We carried out the largest nationwide study ever performed in adult patients with OI focused on bleeding assessment. With this study a lot of valuable information was obtained which gave a unique insight in the features of bleeding tendency in OI. The results of this study provide a substantial contribution to our knowledge on the symptoms of bleeding disorders in patients with OI. In addition, increased awareness of bleeding complications among health care providers involved in the care of patients with OI may contribute to improved quality of life in these patients.

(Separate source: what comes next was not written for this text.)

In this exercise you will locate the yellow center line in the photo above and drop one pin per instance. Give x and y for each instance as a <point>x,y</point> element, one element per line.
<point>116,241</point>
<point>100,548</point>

Albeit the Self-BAT is a validated questionnaire for different mild bleeding disorders [15, 16], it is not specially developed for OI. Due to the explorative design of this cohort study and the absence of a matched control group, no relative risk estimates could be calculated. Also the use of an self-reporting BAT has some limitations because symptoms reported by patients may be influenced by the fact that several patients are already familiar with the potential relation between OI and an increased bleeding tendence. Furthermore, recall of symptoms and treatments can be difficult, especially when the presence of bleeding symptoms spans a lifetime and might be sporadic due to a low amount of haemostatic challenges. This is also claimed by Moenen et al., who also emphasises that although an elevated BAT score increases the patients likelihood of having an mild bleeding disorder, a specific disorder cannot be diagnosed based on the BAT [57, 58]. The main value of the BAT is well established in the assessment of a bleeding disorder and provides a structured, complete diagnostic anamneses. Abnormalities can justify extensive laboratory testing because a distinctive bleeding history is a prerequisite for the diagnosis of any bleeding disorder [12, 59]. We used the BAT for an descriptive purpose to gain more insight in the bleeding tendency in OI. For this reason we also described the different domains of the Self-BAT, which has been done earlier [60].

Conclusions

The abundant manifestations of bleeding and bruising described in this large cohort suggests that a mild bleeding disorder should be considered in patients with OI. Despite some limitations of a self-report questionnaire, there are very likely more bleeding problems in OI compared to the normal population. Since bleedings due to surgery, tooth extraction, menstruation and obstetrics are more common and can have major clinical consequences, proactive therapy might be considered in patients with a high bleeding tendency detected on the BAT. Many OI patients underwent multiple invasive procedures because of fractures and dentinogenesis imperfecta, possibly with a undiscovered history of bleeding. This means that patients are at risk of experiencing unnecessary and potentially debilitating haemorrhagic symptoms if a bleeding tendency is not identified. The use of a structured bleeding questionnaire as is used in this study seems to be far more useful than laboratory measurements at this time. We recommend clinicians who treat OI patients to assess bleeding tendency with the use of a Bleeding Assessment Tool. We also recommend consideration and evaluation of potential interventions to reduce haemorrhagic symptoms with the use of desmopressin and/or tranexamic acid which might be sufficient to reduce haemorrhagic symptoms and (in menorrhagia) improve quality of life. These interventions had as described in literature no evidence of adverse effects, while patients might be prevented from being exposed to potential risks associated with the administration of blood products. Future studies will be required to further define the bleeding phenotype in OI and to investigate a possible correlation with genotype. Also OI specific studies into results of preventive medication on bleeding tendency and validation of reliability and feasibility of the Self-BAT in OI are important issues for future research.